I pull out my phone to Google “developing a crush on your caregiver.”
CHAPTER 5
IVY
The girls’ whisper game lasts the entire way through breakfast, and I’m pretty sure the ibuprofen is kicking in to finish off Chad’s headache based on the relaxed way he sits and smiles at his daughters’ giggling.
They are adorable.
They’re coloring quietly at the table now, upbeat Christmas songs like “Rudolph the Red-Nosed Reindeer” playing softly in the background, and more than once I’ve caught the girls humming along. I love the way the hotel has fully embraced the Christmas spirit with things like the trees and the lights and the songs. The girls’ dishes have reindeer on them, and even my and Chad’s plates are red and green. There are figurines atop so many surfaces—little Santas, Mrs. Claus, elves, you name it.
I turn to Chad, who’s sitting across from me, eating a bag of M&Ms he grabbed from a treat bowl in the lobby on our way to breakfast. It makes a little detail about him pop into my head, unbidden. Back when I lived in Houston, I brought a cookie-decorating kit and some candies over to his house to entertain the girls, and he kept making them giggle by eating the dark chocolate mint M&Ms instead of putting them on his cookie. Iremember being enchanted by his relationship with his girls, even with everything he was going through.

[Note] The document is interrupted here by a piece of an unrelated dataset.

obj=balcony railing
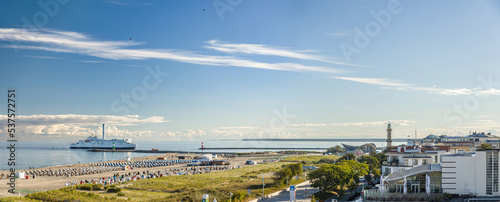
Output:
[382,161,412,167]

Maybe I need to tap into that attitude. Past Ivy was not drooling over Chad then.
He leans back, his arm across the top of the chair that Zoey’s sitting in, looking more relaxed than I’ve ever seen him.
“Good job with the ibuprofen earlier,” I say.
“Take off the life-coach hat, Ivy,” he replies, but he’s still smiling. Teasing me. “I’m good. You can just hang out now.”